Assessment for Learning is an effective way of actively involving students in their learning.  Each session plan comes with suggestions about how to organise activities and worksheets that may be used with students.

If you teach primary science, see the headings below to find out how to use this resource:

Skill development

Children will develop their working scientifically skills by:

  • Asking their own questions about scientific phenomena.
  • Using appropriate scientific language and ideas to explain, evaluate and communicate their methods and findings.
  • Finding things out using a wide range of secondary sources.

Learning outcomes

Children will:

  • Compare and group together different kinds of rocks on the basis of their appearance and simple physical properties.
  • Describe in simple terms how fossils are formed when things that have lived are trapped within rock.

Concepts supported

Children will learn:

  • How sedimentary rocks are formed and that the process takes a long time.
  • That fossils are found in sedimentary rocks, why this is and how fossils are formed.

Suggested activity use

The activity could be used in conjunction with a literacy focus on explanation texts. Children can work together to gather information about how sedimentary rocks are formed, before writing this up as an explanation text.

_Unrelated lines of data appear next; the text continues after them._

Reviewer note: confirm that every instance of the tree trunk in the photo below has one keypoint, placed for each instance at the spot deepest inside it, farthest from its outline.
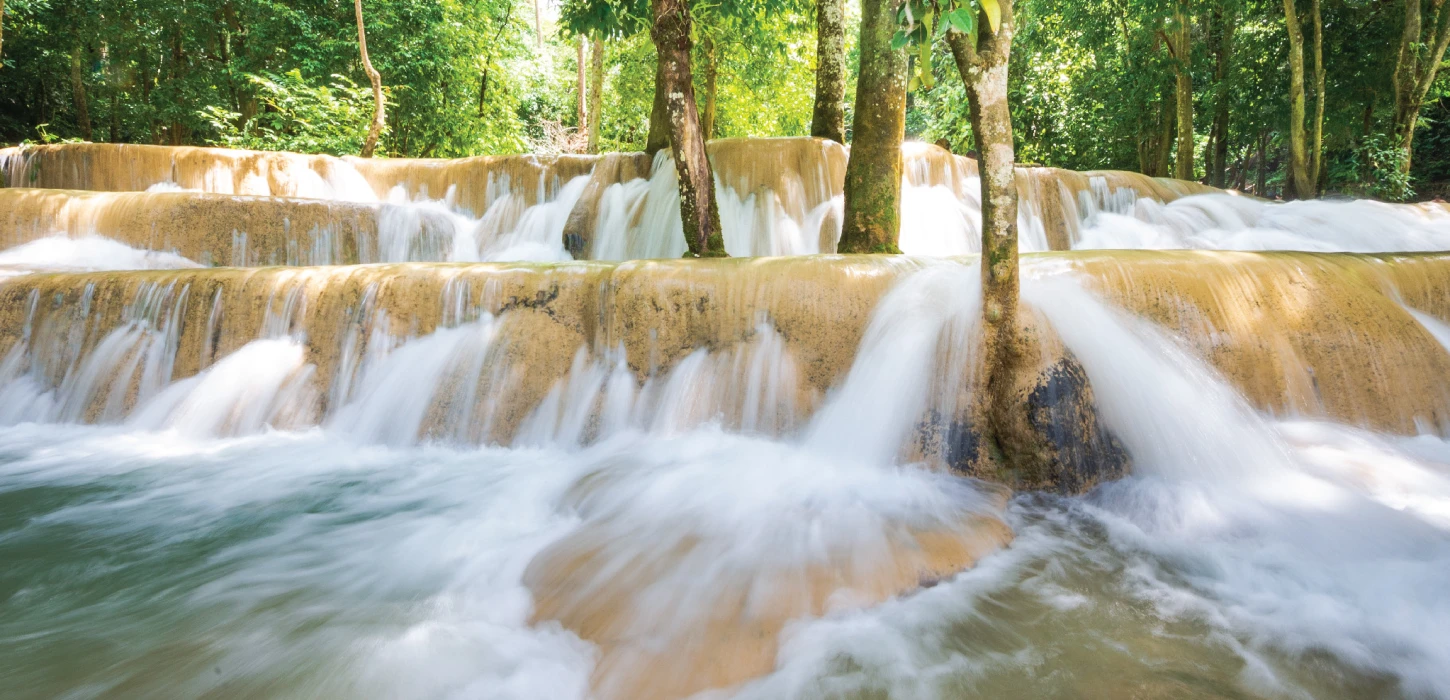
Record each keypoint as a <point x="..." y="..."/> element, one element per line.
<point x="1317" y="144"/>
<point x="711" y="83"/>
<point x="659" y="112"/>
<point x="376" y="129"/>
<point x="79" y="94"/>
<point x="698" y="207"/>
<point x="1298" y="184"/>
<point x="1415" y="68"/>
<point x="596" y="93"/>
<point x="582" y="93"/>
<point x="1008" y="438"/>
<point x="1262" y="180"/>
<point x="828" y="118"/>
<point x="1224" y="51"/>
<point x="538" y="28"/>
<point x="1183" y="55"/>
<point x="873" y="174"/>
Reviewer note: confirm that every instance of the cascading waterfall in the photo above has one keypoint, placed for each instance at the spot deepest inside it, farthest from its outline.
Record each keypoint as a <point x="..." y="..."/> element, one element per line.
<point x="641" y="477"/>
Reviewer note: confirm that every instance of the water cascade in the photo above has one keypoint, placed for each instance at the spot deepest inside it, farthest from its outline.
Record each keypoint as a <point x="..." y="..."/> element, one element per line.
<point x="477" y="432"/>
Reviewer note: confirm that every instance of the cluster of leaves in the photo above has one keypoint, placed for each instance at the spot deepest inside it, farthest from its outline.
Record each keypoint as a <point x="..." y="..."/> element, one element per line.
<point x="297" y="116"/>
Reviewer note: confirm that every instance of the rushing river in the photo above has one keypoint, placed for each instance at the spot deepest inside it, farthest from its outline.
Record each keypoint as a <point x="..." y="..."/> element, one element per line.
<point x="734" y="478"/>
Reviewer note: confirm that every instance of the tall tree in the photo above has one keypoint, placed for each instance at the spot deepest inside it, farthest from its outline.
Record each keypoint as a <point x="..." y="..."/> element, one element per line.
<point x="79" y="93"/>
<point x="1182" y="50"/>
<point x="1317" y="142"/>
<point x="828" y="116"/>
<point x="376" y="129"/>
<point x="1421" y="50"/>
<point x="1298" y="181"/>
<point x="596" y="93"/>
<point x="1224" y="22"/>
<point x="873" y="174"/>
<point x="582" y="89"/>
<point x="699" y="212"/>
<point x="983" y="58"/>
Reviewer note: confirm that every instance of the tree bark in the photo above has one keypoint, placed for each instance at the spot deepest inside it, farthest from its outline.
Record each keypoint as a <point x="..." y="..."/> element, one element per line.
<point x="711" y="84"/>
<point x="873" y="174"/>
<point x="1008" y="438"/>
<point x="1183" y="58"/>
<point x="1224" y="54"/>
<point x="1298" y="181"/>
<point x="1420" y="57"/>
<point x="1317" y="144"/>
<point x="698" y="207"/>
<point x="828" y="116"/>
<point x="582" y="93"/>
<point x="79" y="94"/>
<point x="596" y="93"/>
<point x="659" y="138"/>
<point x="379" y="115"/>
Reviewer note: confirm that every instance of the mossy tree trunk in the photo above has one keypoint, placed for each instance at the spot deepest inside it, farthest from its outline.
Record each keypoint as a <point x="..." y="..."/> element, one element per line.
<point x="1225" y="21"/>
<point x="828" y="116"/>
<point x="1183" y="90"/>
<point x="1009" y="439"/>
<point x="1421" y="50"/>
<point x="873" y="176"/>
<point x="1298" y="183"/>
<point x="379" y="109"/>
<point x="79" y="93"/>
<point x="692" y="165"/>
<point x="596" y="93"/>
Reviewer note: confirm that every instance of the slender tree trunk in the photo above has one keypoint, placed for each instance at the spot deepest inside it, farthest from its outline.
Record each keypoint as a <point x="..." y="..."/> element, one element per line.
<point x="873" y="174"/>
<point x="582" y="93"/>
<point x="379" y="109"/>
<point x="698" y="207"/>
<point x="79" y="94"/>
<point x="1167" y="128"/>
<point x="596" y="93"/>
<point x="659" y="138"/>
<point x="1008" y="435"/>
<point x="711" y="83"/>
<point x="1183" y="54"/>
<point x="1298" y="181"/>
<point x="538" y="28"/>
<point x="1227" y="25"/>
<point x="1420" y="58"/>
<point x="828" y="116"/>
<point x="1317" y="144"/>
<point x="1262" y="180"/>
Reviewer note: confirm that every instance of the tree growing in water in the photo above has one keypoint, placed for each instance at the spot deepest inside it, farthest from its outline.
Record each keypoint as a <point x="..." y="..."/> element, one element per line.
<point x="699" y="212"/>
<point x="376" y="129"/>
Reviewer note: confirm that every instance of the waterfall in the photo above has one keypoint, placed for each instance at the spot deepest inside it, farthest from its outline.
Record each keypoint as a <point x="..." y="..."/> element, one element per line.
<point x="471" y="429"/>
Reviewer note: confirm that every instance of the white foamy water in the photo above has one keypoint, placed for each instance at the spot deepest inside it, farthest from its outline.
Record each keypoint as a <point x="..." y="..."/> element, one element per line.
<point x="1225" y="222"/>
<point x="209" y="542"/>
<point x="61" y="254"/>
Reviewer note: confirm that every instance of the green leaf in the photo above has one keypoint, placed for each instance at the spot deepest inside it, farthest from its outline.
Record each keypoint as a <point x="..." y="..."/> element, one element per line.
<point x="993" y="13"/>
<point x="960" y="19"/>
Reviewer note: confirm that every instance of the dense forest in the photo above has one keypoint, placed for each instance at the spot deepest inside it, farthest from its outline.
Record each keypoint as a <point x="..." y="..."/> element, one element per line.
<point x="1288" y="97"/>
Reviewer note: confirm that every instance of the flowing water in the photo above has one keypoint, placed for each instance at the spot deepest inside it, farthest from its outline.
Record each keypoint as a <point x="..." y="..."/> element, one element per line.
<point x="727" y="478"/>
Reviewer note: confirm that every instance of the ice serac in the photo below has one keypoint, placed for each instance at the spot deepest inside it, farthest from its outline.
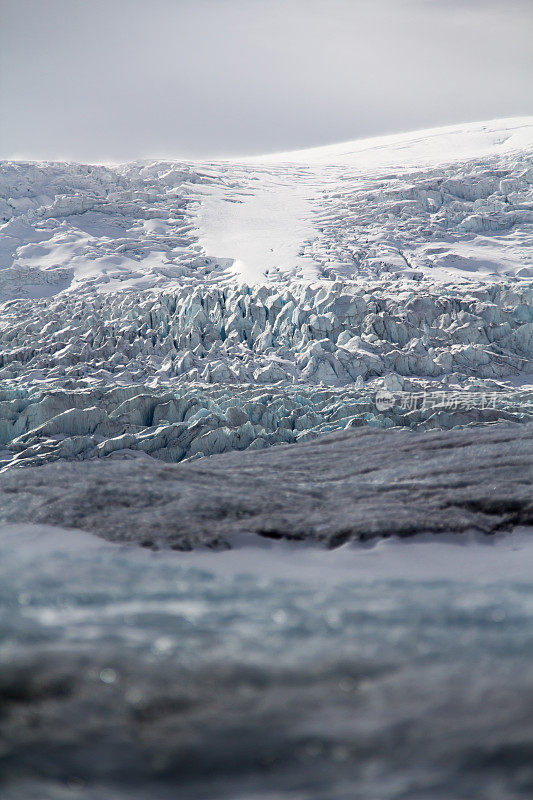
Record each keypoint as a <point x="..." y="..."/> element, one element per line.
<point x="178" y="310"/>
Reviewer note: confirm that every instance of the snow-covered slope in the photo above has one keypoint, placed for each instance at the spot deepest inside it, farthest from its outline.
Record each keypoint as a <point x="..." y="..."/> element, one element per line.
<point x="401" y="262"/>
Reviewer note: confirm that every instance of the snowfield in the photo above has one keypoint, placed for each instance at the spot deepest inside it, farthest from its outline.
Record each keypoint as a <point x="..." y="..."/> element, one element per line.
<point x="180" y="309"/>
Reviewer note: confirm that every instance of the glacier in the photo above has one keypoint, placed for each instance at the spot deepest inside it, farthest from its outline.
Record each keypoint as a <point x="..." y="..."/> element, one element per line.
<point x="180" y="309"/>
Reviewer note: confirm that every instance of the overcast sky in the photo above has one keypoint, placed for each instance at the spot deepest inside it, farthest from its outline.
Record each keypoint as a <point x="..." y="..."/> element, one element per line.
<point x="111" y="80"/>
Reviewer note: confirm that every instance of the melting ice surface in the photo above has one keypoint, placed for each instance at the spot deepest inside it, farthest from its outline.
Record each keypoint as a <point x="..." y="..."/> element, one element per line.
<point x="401" y="670"/>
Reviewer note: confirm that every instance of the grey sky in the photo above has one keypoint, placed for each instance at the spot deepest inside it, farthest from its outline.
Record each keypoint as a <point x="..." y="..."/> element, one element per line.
<point x="120" y="79"/>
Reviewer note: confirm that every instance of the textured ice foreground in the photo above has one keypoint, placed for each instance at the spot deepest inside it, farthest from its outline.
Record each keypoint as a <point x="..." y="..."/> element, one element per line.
<point x="350" y="485"/>
<point x="400" y="671"/>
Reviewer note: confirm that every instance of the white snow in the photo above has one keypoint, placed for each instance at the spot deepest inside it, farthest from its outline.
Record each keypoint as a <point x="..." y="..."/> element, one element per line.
<point x="321" y="275"/>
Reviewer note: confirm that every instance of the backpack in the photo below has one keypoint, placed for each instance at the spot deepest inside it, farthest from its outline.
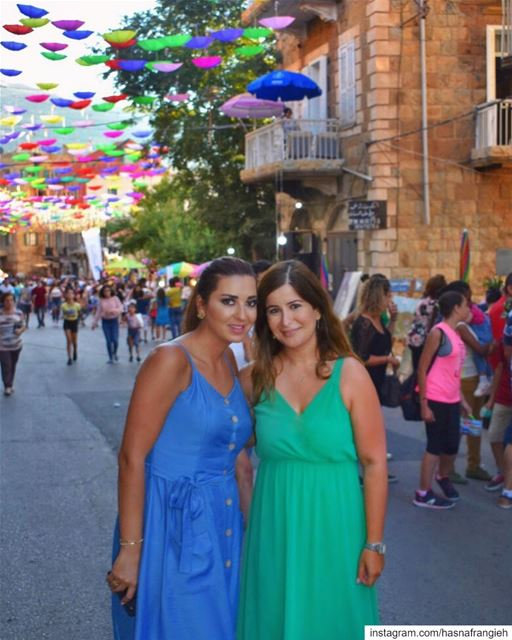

Alternatively, this activity can be used as a group activity, where children are given the sentences about how sedimentary rocks are formed, and they have to use the diagram to help organise the sentences into chronological order. This would promote discussion and questioning within the group, whilst being supported by an adult.

With both these suggestions, it may be useful to have a collection of different sedimentary rocks available to the children.

Practical considerations

You may need to source a collection of sedimentary rocks, prior to the lesson.